The neo-soul artist, who has died aged 63, had years of experience by the time she became a star – and brought it to bear on a carnal, careworn catalogue
• News: soul singer Angie Stone dies in a car crash at 63
Angie Stone was no overnight success. By the time 2001’s Mahogany Soul made her a star, she’d logged two decades in the game, starting out in pioneering all-girl rap trio the Sequence, before passing through went-nowhere R&B groups like Devox and Vertical Hold and writing and singing with other artists (including D’Angelo, her former lover and father of their son, Michael). Once Clive Davis’s Arista Records signed her in 1999, those years of experience set her apart from the neo-soul pack, having worn a powerful grain into her rich, agile voice, and steeping her music in soul’s deep history.
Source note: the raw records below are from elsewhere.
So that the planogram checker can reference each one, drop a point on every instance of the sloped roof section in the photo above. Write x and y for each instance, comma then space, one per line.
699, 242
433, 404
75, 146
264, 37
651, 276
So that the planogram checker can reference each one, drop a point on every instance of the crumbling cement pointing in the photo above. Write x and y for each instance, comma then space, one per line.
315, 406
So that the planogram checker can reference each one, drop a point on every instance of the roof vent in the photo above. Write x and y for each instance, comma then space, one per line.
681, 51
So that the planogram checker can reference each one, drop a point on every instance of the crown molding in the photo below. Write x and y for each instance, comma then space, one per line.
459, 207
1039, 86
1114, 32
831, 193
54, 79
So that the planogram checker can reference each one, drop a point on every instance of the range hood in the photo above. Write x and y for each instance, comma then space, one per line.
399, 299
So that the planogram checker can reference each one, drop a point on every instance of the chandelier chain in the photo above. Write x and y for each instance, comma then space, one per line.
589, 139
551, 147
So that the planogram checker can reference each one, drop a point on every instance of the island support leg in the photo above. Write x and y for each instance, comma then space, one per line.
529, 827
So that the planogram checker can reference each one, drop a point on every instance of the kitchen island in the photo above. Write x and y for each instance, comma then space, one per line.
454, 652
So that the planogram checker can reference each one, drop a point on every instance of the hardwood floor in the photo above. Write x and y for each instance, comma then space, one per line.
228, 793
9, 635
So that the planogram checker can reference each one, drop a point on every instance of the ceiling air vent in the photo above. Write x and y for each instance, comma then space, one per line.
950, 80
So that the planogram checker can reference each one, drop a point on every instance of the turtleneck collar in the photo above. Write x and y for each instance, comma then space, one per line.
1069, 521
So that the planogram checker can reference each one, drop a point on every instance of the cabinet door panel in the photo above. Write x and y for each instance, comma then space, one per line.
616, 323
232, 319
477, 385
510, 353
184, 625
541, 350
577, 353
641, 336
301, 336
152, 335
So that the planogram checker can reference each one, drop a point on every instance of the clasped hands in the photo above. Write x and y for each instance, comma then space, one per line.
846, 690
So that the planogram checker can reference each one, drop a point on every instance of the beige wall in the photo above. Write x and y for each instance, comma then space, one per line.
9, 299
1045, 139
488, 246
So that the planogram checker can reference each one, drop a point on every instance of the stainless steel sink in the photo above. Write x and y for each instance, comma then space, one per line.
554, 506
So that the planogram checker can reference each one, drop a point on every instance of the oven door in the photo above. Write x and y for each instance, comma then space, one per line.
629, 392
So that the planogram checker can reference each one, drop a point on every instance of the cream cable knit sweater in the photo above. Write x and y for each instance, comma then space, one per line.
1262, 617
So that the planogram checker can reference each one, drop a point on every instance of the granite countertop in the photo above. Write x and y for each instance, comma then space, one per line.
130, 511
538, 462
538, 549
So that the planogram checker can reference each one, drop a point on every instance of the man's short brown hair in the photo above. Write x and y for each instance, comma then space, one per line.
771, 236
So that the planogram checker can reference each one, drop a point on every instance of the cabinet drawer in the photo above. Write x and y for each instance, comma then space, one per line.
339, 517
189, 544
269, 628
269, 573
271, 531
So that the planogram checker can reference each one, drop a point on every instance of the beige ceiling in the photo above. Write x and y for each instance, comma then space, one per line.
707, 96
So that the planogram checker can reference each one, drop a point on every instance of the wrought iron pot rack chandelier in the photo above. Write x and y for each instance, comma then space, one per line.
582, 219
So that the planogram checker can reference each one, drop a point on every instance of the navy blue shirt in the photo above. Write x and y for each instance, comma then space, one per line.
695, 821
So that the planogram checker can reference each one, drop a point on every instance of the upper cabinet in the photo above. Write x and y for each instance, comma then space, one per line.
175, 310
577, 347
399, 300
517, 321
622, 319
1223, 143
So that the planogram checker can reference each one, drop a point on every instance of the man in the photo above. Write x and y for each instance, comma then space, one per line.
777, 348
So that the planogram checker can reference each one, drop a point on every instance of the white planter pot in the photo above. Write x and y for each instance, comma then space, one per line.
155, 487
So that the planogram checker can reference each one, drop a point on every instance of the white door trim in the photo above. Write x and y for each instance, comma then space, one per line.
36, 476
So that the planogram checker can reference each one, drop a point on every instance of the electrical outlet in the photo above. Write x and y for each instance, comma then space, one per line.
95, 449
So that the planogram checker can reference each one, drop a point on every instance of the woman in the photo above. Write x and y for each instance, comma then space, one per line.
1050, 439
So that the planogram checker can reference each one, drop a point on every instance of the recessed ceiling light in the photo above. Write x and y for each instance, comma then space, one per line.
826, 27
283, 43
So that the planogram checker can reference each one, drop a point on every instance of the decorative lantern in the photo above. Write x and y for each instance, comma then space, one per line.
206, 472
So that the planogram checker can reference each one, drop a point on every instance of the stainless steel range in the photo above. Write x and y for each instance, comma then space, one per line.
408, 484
Her debut for Arista, Black Diamond, retooled lush 70s soul for the new century: Green Grass Vapors – a love song to the sweet leaf with Stone “higher than the Thunder Dome” – was from the same funky swamp as D’Angelo’s Chicken Grease, its smouldering guitar like a moaning panther. A remarkable reading of Marvin Gaye’s Trouble Man, meanwhile, mastered the track’s breathless, staccato chorus without breaking a sweat, channelling Gaye’s existential agonies with every holler to an oblivious lord.